In comparing the choices, look for:

—  Tightly compressed cork granules and high density measurements. The manufacturers disagree on whether the highest density is needed on the backing in addition to the top veneer. Expanko, for example, has a density of 35 lbs./ft.3  on the flooring surface and the backing, while USFloors offers a wear layer density of 34 lbs/ft3 and 13 lbs/ft3 on the back. Regardless of the rating, you should not see gaps or voids between the cork granules that make up the agglomerate. (Product backings on WeCork, left, and USFloors pictured.)

—  An HDF core that has been treated to be moisture-resistant. Also, consider the advantages offered by USFloors in treating the edges of their products to help keep moisture out of the seams.

— A demonstration of how the flooring panels click together and how the edges of the panels appear once installed. A square-edged product can create a more seamless look while a beveled edge can offer a distinctive look by defining each panel. But a beveled edge can also mean grooves where dirt collects. So consider your traffic patterns and cleaning habits carefully.

Indoor Air Quality

With a top reason for seeking “green” interior products being healthful indoor air, suppliers who do not give full attention to the chemical emissions of their products are missing the mark.
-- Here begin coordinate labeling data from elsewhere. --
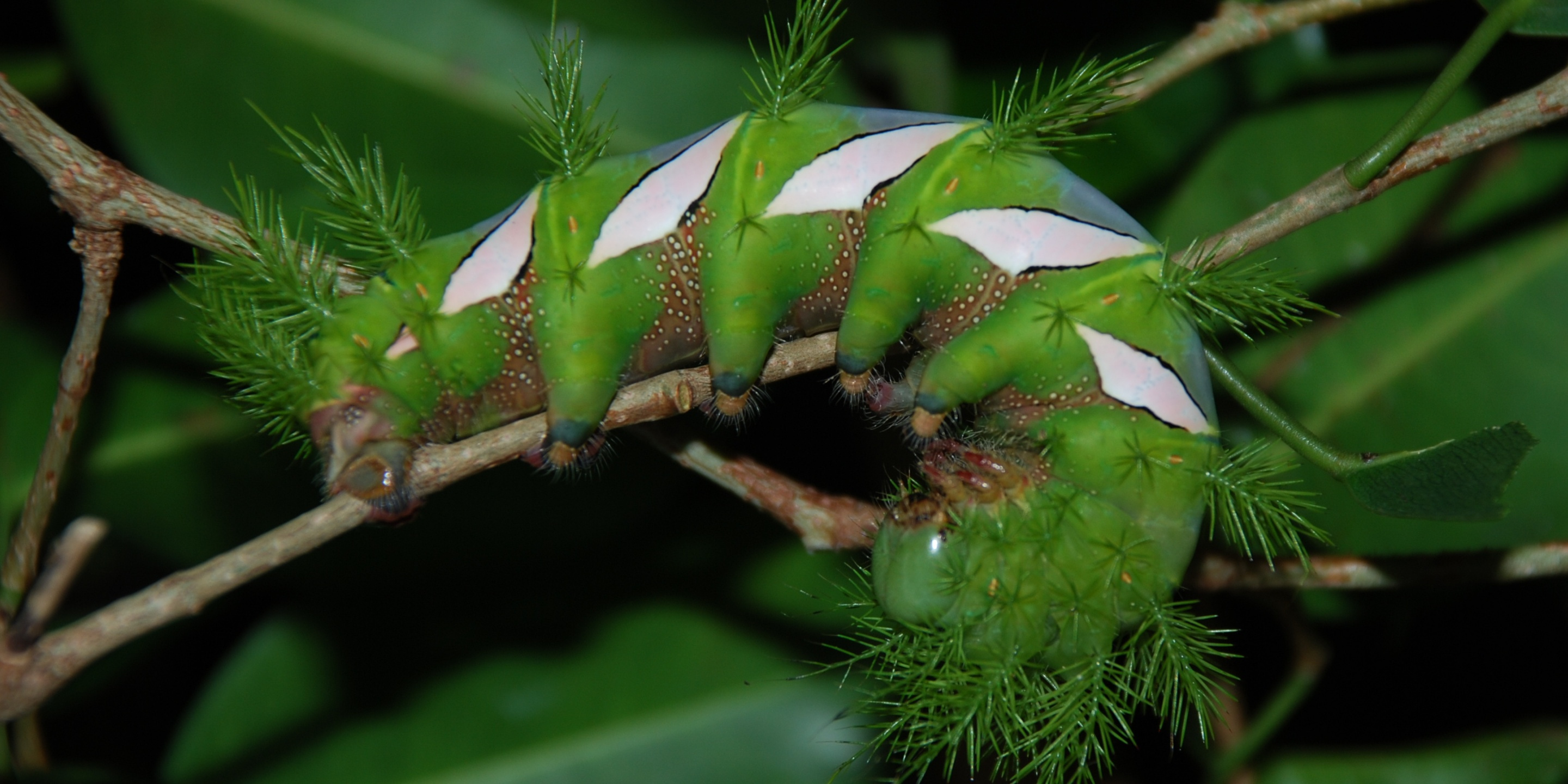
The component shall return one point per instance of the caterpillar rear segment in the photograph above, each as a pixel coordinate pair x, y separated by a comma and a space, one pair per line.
1036, 295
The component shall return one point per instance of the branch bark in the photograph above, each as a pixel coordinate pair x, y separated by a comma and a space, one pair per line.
101, 250
1235, 27
822, 519
101, 192
30, 676
1332, 193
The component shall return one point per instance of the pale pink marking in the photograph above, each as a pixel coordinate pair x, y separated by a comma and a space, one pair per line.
1143, 382
403, 344
491, 267
654, 207
843, 179
1020, 241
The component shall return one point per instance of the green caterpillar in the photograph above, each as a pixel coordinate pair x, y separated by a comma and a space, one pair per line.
1023, 584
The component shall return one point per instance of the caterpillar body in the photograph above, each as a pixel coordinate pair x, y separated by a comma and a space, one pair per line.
1023, 581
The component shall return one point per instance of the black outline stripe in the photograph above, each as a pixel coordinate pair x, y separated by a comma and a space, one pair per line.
672, 159
523, 270
1059, 214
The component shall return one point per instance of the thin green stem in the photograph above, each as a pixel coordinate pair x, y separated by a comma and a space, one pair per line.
1263, 408
1280, 706
1312, 658
1366, 167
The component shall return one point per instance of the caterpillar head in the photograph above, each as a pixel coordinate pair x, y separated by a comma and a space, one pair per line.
364, 457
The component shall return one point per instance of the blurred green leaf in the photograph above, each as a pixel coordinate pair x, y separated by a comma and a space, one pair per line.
1514, 177
27, 396
1267, 157
435, 84
1547, 18
662, 695
802, 587
1456, 352
40, 76
1531, 756
146, 469
1456, 480
278, 678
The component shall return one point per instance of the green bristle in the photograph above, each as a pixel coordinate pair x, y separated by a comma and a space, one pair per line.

Cork flooring products are manufactured with glue – a traditional source of formaldehyde and other irritants. USFloors, partly owned by Amorim, and Wicanders, also owned by Amorim, use Acrodur – a BASF product that is free of formaldehyde and also free of isocyanates, which can be harmful to manufacturing workers.

“No added urea formaldehyde” appears on Expanko Cork products and should be visible on the websites or packaging of any product you choose.

As mentioned in Part One, Qu-Cork has GREENGUARD Children & Schools Certification – which sets the most stringent limits for chemical emissions. All USFloors cork with the Endura AR finish also has this certification. The rest of its line has GREENGUARD Indoor Air Quality Certification as do all of the cork lines offered by Wicanders.

Innovation

Tried, true and reliable are good traits. But seeing the same thing day after day gets boring and makes me wonder about a manufacturer’s longevity.

Qu-Cork has kept consumer attention with several new color introductions and by introducing Microban technology to make its products mold-resistant, discussed in Part Two.

Wicanders has teamed up with WarmUp – an underfloor heating system – so you won’t have to research what radiant heat system is best to use with its flooring.

But the continuing stream of innovation from USFloors might get the most attention.  The company’s new Almada collection has all the warmth and resilience of cork, but it looks like hardwood. (Almada image courtesy of USFloors.)

Responsiveness

When the customer at the start of this blog found the divot in her new cork floor, she wanted immediate action. She got that from the retailer, Cline’s Carpets & Blinds, who installed it, even though the area that had been compressed rose back up to correct the problem.

Had the problem resulted from a defect in the product, Cline’s would have turned to the manufacturer, or the manufacturer’s distributor, for assistance with a claim involving more material to replace the area with the defect. If the manufacturer did not respond with assistance, Cline’s would have had to fix the problem and eat the cost or refuse to make the repair.

What kind of service can you expect? How well has the manufacturer explained pertinent information about its products to its own reps, its distributor reps and the retailers who sell its products?

Your retailer should know these answers. Ask before you buy.